Trip to the Principal’s Office
“Tell me what’s happening at home, Miss James,” says Principal Moore.
I fidget in my chair for a few seconds, and then I shrug my shoulders, like I don’t have anything to lose by telling him what’s up.
“My father walked out on our family the other night because he and my mother had a huge fight about my older sister wanting to come back into our family after being gone for ten years. She ran away when she was fifteen—I don’t know why because no one will tell me—and up until a few days ago, we didn’t even know she was still alive. Mama wants her back and Daddy doesn’t, so he left,” I say, almost all in one breath.
“That’s a lot to deal with,” he says gently. “Truth be told, if I was your age and I came to school with all that on my mind, I’d probably have felt like running away to be by myself for a while too. The thing is, there are consequences to almost everything we do, even if we are under duress when we do them. Now, in most cases, what you did warrants an immediate suspension. Do you think you deserve to be suspended?”
“No, I don’t,” I say, shaking my head.
“Because I’m a good student. I never get into trouble. I made a stupid mistake because I was—I was under duress, like you just said.”
“Then what do you think you deserve?” he asks, sitting back in his chair.
I’m thinking, is he serious? I get to pick my own punishment? I wonder what his angle is. I can’t tell yet.
“Clinic,” I suggest after a few moments.
Clinic is what our school now calls Detention. Why, I don’t know.
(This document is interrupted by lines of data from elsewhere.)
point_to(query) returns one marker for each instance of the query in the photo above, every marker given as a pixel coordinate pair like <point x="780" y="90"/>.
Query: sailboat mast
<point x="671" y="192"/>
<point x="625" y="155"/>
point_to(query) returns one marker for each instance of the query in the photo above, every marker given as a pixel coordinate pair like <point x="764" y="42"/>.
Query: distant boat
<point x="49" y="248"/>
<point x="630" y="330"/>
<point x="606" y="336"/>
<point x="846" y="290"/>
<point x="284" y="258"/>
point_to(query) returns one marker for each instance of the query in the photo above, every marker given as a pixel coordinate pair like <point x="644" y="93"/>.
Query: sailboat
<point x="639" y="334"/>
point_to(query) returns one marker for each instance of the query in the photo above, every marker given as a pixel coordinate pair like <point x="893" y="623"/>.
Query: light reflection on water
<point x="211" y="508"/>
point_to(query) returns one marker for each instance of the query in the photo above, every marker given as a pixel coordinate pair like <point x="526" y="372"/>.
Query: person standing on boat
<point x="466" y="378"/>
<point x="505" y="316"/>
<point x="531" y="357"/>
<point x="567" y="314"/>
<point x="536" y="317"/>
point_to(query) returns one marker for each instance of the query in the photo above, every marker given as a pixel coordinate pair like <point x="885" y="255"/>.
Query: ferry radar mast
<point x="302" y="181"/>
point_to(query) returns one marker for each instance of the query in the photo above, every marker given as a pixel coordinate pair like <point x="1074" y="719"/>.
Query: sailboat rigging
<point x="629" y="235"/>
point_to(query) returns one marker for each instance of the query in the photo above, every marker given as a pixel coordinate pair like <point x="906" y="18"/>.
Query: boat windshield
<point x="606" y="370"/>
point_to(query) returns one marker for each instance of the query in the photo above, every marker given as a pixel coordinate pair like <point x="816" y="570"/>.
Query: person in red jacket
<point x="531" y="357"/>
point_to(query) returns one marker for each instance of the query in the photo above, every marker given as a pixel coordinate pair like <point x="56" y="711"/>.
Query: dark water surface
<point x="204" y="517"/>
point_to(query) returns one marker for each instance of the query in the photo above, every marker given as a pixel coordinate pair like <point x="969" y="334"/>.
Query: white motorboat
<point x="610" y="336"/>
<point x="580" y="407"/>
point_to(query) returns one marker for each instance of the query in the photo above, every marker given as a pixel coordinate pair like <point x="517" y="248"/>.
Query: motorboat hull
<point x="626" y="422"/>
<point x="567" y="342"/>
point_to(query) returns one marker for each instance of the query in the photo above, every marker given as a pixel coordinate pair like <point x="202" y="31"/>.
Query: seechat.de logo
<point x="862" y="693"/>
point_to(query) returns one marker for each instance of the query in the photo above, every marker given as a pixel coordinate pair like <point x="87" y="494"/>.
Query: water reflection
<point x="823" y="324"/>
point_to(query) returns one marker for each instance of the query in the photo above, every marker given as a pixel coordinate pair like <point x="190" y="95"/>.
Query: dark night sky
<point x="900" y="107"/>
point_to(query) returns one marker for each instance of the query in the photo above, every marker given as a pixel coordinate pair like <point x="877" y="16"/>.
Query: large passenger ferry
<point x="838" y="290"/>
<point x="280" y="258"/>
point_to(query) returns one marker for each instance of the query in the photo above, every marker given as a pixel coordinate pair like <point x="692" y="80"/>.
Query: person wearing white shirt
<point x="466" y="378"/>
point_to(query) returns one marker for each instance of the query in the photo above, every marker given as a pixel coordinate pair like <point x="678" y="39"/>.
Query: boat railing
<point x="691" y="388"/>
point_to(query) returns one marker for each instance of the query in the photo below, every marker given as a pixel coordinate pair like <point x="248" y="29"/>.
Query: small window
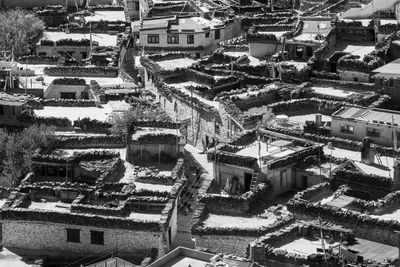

I guess they think spending time after school with a roomful of students you’re not allowed to talk to and a teacher who is mad that they have to be there to sit with you is somehow supposed to heal a student in trouble.
“One week,” he says, but to me he looks like he’s willing to negotiate.
“Three days,” I say. “Max.”
Principal Moore stares me down for a minute and I wonder if maybe I read him wrong, but then he throws his head back and lets out a big booming laugh.
“I like her,” he says to Aris, then turns back to me.
“Three days, starting tomorrow. And I’ve already spoken to Miss Wilson about you spending them with her. I read your file, Miss James. I’ve seen your transcripts. You’re a very good student, but you’re an even better writer. Gifted, with the potential to be brilliant, even at your young age. I want you to use this time in Clinic to be productive. Take all this negativity and spin it into something positive. Writing under Miss Wilson’s guidance is a good start. How does that sound?”
“I can do that,” I smile.
“Good. We’re done here then.”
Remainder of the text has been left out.